Re: Ethanol effects on membranes

I was talking with my adviser, a biochemist, at a dinner he had at his house. After a few drinks we started talking ‘shop’ and we ended up discussion the effects of ethanol on the human body. He said that nobody was quite sure what it did, that it probably had something to do with the hydrophillic/hydrophibic interactions with membranes in the brain causing a release of neural hormones. So, I’m just wondering if there has been any definitive research done on this. (aka I’m too lazy to check the journals)

Why do i have to go outside for lab? Trying to become an immunologist. --Random rants at the biology department

What, is it term paper time again allready.
A search at for web sites containing the words, “ethanol”+“brain”+“membrane”, turned up 4400 hits. I’ll let you wade through the mess.
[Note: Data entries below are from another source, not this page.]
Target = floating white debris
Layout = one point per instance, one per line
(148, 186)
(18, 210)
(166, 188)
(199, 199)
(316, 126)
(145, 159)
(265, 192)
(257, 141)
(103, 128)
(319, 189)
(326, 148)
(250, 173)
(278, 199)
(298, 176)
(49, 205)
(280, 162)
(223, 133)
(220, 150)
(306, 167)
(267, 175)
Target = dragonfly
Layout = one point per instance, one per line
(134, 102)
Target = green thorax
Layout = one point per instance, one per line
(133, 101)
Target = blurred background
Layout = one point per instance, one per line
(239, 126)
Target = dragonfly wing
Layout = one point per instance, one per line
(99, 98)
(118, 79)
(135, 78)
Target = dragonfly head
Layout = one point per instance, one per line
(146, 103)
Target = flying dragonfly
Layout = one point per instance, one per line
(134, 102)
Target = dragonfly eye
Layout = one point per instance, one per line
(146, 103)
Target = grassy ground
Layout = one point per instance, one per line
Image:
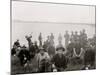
(16, 68)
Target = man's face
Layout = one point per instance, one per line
(60, 51)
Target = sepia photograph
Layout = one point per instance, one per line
(52, 37)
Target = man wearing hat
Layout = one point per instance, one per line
(59, 60)
(42, 58)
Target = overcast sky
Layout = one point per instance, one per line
(45, 12)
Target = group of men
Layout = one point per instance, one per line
(49, 56)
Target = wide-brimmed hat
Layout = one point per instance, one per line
(60, 48)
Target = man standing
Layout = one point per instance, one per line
(52, 39)
(66, 39)
(40, 39)
(43, 59)
(16, 44)
(59, 60)
(28, 38)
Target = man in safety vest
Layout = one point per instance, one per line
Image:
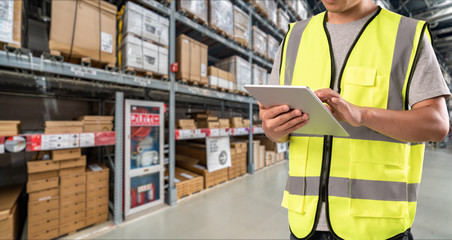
(378, 74)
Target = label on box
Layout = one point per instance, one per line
(218, 153)
(87, 139)
(95, 167)
(203, 70)
(106, 42)
(185, 175)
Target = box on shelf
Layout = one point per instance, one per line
(272, 47)
(236, 122)
(97, 179)
(241, 31)
(94, 36)
(192, 58)
(224, 122)
(197, 9)
(143, 56)
(283, 20)
(240, 69)
(210, 178)
(259, 41)
(11, 23)
(185, 123)
(9, 212)
(63, 127)
(221, 16)
(259, 75)
(41, 181)
(97, 123)
(9, 127)
(145, 24)
(186, 182)
(66, 154)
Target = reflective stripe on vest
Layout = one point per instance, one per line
(373, 179)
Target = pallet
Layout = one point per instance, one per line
(84, 61)
(144, 73)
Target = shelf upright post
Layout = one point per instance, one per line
(250, 136)
(171, 197)
(118, 181)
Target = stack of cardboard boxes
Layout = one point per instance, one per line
(9, 128)
(97, 123)
(186, 182)
(63, 127)
(192, 58)
(9, 211)
(96, 193)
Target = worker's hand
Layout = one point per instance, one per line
(341, 109)
(279, 121)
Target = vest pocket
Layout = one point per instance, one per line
(358, 86)
(294, 193)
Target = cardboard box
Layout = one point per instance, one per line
(145, 24)
(208, 124)
(221, 16)
(66, 154)
(76, 162)
(100, 46)
(187, 182)
(241, 31)
(224, 122)
(196, 8)
(70, 171)
(272, 47)
(42, 184)
(44, 195)
(143, 56)
(239, 68)
(192, 58)
(9, 212)
(11, 22)
(283, 20)
(259, 41)
(236, 122)
(259, 75)
(185, 123)
(42, 166)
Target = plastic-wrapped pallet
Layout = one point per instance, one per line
(271, 9)
(241, 31)
(143, 55)
(11, 22)
(197, 8)
(259, 41)
(145, 24)
(221, 16)
(240, 68)
(272, 47)
(259, 75)
(283, 20)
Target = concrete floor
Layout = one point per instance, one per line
(249, 208)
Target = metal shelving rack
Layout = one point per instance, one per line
(21, 68)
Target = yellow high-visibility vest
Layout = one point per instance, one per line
(369, 181)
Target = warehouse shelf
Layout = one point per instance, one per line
(44, 142)
(187, 134)
(34, 64)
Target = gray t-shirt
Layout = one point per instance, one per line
(427, 82)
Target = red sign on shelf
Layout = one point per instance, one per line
(143, 119)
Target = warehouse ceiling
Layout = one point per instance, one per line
(437, 12)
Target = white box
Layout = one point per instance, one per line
(145, 23)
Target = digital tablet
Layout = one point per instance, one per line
(321, 121)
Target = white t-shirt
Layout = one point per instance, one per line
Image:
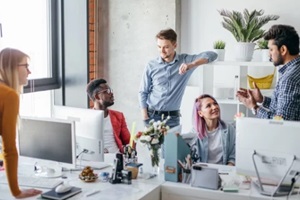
(109, 139)
(215, 152)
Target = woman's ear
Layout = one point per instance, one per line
(283, 50)
(97, 96)
(200, 113)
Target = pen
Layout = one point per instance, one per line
(92, 193)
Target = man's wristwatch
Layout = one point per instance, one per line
(254, 109)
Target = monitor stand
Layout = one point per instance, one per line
(48, 172)
(276, 190)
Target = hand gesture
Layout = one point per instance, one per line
(246, 97)
(28, 193)
(256, 93)
(183, 68)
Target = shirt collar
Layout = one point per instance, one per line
(161, 61)
(291, 63)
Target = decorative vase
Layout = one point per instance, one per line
(221, 54)
(244, 51)
(155, 158)
(265, 55)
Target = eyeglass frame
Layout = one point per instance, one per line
(107, 91)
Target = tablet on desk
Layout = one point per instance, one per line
(61, 196)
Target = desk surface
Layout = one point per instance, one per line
(145, 189)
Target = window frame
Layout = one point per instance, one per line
(55, 63)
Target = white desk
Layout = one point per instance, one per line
(139, 189)
(151, 189)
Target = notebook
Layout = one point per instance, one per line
(61, 196)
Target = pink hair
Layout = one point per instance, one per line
(198, 121)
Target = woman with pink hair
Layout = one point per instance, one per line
(214, 139)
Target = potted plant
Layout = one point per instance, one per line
(219, 48)
(264, 50)
(246, 29)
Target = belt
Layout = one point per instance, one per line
(166, 113)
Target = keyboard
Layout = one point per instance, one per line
(35, 182)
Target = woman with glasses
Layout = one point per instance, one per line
(13, 75)
(213, 140)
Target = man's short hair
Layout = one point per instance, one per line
(284, 35)
(167, 34)
(93, 87)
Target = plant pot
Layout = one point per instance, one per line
(244, 51)
(221, 54)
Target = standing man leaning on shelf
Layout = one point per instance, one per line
(165, 78)
(283, 43)
(116, 133)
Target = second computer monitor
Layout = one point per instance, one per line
(269, 147)
(48, 142)
(88, 127)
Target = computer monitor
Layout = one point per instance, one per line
(268, 150)
(88, 126)
(48, 143)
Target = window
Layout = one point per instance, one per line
(32, 26)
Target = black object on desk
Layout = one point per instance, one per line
(61, 196)
(119, 175)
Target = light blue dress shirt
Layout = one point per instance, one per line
(285, 101)
(162, 86)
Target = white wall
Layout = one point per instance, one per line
(201, 21)
(201, 26)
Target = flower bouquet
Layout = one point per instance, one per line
(153, 137)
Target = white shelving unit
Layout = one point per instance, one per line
(218, 80)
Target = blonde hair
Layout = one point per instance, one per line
(9, 60)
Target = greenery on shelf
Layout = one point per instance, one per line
(246, 27)
(219, 44)
(262, 44)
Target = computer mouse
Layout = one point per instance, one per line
(63, 188)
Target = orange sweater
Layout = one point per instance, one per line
(9, 110)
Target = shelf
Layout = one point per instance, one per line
(237, 63)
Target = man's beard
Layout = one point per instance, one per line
(279, 61)
(108, 103)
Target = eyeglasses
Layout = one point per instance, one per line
(107, 91)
my friend Joel is, at this very moment, working on giving ethanol to hamsters. Yes, this is class-related, not just for shits and kicks. He’s trying to find out whether the hamsters will eat more unsaturated fats (or maybe it’s saturated). Anyway, we had a long discussion about this last week. I’ll see if I can’t get him to c’mon over and comment.
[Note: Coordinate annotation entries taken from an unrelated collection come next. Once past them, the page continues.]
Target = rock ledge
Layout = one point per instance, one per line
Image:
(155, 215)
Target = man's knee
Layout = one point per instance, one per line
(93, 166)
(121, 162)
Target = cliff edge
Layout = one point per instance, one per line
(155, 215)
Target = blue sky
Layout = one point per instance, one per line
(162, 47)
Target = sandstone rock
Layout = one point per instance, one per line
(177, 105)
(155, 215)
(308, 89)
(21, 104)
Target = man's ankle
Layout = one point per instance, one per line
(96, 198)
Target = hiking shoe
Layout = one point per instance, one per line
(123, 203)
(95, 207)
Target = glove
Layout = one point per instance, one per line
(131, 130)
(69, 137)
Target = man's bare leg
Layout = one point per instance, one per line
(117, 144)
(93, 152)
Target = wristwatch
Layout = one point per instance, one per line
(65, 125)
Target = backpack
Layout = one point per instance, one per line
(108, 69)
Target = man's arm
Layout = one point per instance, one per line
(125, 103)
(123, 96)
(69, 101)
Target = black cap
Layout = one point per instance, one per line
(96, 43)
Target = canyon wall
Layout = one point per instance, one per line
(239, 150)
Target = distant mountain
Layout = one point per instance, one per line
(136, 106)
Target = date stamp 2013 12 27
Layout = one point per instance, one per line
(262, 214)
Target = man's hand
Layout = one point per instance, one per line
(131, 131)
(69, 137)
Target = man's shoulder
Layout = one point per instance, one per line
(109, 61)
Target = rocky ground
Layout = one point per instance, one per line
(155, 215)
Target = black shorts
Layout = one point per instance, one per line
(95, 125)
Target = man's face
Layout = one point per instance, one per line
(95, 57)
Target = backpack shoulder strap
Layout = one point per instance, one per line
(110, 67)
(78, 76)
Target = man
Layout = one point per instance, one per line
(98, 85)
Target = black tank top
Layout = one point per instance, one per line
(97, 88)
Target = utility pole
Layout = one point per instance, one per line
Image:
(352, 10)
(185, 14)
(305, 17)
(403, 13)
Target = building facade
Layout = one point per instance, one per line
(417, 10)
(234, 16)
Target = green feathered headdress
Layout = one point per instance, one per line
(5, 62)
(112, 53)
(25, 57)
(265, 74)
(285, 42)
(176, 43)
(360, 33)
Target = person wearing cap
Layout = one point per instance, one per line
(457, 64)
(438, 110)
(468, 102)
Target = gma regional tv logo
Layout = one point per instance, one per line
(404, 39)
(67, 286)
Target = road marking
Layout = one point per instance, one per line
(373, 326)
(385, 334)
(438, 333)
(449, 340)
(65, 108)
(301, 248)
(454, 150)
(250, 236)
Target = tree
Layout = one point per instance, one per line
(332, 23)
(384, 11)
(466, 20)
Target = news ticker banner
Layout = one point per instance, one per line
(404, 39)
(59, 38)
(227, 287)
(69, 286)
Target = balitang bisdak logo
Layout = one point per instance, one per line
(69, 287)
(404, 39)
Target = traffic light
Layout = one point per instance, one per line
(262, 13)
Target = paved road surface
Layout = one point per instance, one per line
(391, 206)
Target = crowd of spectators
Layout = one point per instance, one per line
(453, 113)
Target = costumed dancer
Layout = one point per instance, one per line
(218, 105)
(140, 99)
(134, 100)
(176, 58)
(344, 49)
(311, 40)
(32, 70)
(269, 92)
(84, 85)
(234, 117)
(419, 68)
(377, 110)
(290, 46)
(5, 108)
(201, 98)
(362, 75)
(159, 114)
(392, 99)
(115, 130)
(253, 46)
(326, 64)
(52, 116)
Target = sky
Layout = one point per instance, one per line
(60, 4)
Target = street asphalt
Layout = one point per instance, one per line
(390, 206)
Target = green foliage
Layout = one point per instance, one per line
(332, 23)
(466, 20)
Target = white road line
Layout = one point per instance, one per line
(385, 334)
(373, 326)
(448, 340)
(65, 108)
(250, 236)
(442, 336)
The Straight Dope can never take the place of good journal or library research. What your professor said is not quite correct. Alcohol works on the GABA neurotransmitter system (it specifically targets subtypes of GABA neurotransmitter gates: GABA sub A if you want to get technical). Most depressants including marijuana also work on the GABA system. I will not get into any more detail unless you express an interest in pursuing a Ph.D. in pharmacology, psychopharmacology, or another area of neuroscience. Research scientists around the world are working on just about anything that you would want to know at any given time.
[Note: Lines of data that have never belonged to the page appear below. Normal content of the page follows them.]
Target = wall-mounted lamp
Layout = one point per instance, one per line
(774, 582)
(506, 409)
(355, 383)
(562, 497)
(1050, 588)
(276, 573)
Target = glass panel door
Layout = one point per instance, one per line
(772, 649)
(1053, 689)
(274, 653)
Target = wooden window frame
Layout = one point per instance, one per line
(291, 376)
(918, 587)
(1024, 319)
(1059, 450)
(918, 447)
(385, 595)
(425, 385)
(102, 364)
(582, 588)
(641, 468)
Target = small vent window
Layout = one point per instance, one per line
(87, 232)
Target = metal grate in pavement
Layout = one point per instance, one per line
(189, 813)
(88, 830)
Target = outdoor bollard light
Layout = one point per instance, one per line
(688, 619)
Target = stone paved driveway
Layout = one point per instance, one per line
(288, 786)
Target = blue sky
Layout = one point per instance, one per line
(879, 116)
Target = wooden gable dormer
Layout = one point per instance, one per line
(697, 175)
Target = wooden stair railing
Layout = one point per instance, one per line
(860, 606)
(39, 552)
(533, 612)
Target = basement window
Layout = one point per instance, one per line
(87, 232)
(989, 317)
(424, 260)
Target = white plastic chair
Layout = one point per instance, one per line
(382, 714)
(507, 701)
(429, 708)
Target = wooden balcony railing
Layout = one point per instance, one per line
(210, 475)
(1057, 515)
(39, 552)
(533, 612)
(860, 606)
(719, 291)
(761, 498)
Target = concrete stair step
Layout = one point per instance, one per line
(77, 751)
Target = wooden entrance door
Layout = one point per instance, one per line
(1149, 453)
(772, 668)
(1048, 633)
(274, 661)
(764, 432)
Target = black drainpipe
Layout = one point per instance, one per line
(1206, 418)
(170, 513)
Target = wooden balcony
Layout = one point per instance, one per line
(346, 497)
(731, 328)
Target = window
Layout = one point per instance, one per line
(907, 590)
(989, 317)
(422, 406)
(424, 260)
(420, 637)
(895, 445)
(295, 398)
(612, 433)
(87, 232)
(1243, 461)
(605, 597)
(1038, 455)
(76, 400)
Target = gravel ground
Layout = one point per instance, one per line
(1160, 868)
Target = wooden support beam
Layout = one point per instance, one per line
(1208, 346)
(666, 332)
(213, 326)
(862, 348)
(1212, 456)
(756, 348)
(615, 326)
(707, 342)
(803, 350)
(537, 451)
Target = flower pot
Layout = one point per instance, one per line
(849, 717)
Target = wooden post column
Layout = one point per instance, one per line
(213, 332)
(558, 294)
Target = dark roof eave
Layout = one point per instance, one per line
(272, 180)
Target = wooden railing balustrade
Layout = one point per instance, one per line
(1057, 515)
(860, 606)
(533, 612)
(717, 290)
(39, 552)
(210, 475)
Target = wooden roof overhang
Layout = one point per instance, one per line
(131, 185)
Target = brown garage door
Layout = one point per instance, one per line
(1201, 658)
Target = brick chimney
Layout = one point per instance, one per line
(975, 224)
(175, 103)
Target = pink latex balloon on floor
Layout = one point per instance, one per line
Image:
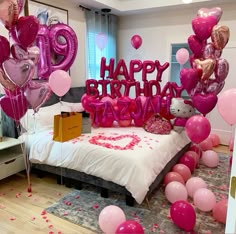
(183, 170)
(219, 211)
(130, 227)
(197, 128)
(110, 218)
(136, 41)
(226, 107)
(204, 199)
(210, 158)
(193, 184)
(183, 215)
(182, 56)
(175, 191)
(60, 82)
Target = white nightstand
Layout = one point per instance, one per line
(11, 157)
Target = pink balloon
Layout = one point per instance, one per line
(206, 145)
(226, 107)
(136, 41)
(204, 199)
(173, 176)
(67, 48)
(210, 158)
(182, 56)
(60, 82)
(215, 139)
(183, 215)
(188, 161)
(197, 128)
(110, 218)
(101, 40)
(130, 227)
(219, 211)
(175, 191)
(37, 94)
(183, 170)
(193, 184)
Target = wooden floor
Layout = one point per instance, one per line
(22, 212)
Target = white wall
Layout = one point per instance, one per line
(77, 22)
(158, 30)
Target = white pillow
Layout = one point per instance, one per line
(43, 119)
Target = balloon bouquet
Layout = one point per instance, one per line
(27, 53)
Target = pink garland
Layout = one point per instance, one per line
(96, 141)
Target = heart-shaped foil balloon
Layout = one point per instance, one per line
(6, 83)
(9, 12)
(19, 71)
(220, 36)
(36, 94)
(207, 66)
(215, 11)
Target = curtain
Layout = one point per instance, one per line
(101, 40)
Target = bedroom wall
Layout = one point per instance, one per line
(159, 29)
(77, 22)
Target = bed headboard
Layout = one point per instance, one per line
(73, 95)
One thing that I have learned is that even college professors have their urban legends and this is one of them. There are still some unanswered questions about alcohol’s effects but the research in this field is fairly well developed. Feel free to e-mail me if you are seriously interested in scholarly research in this field.

Most drugs work by attaching themselves to specific receptors* on various cells of the body. Alcohol is almost unique insofar as it does not act in that way.

Alcohol, by virtue of its ability to dissolve in fat and water (to some extent at least), also can dissolve itself into cell membranes (which have both fatty and watery components). It inserts itself here and there nonspecifically in the membrane, thus expanding it.

In the brain, this expansion of the cell membranes changes the ability of certain substances (potassium, calcium, …) to get across. Since the ebb and flow of potassium, calcium, etc. across brain cell membranes is precisely how brain cells normally work, it isn’t surprising that alcohol affects, if not impairs, brain function.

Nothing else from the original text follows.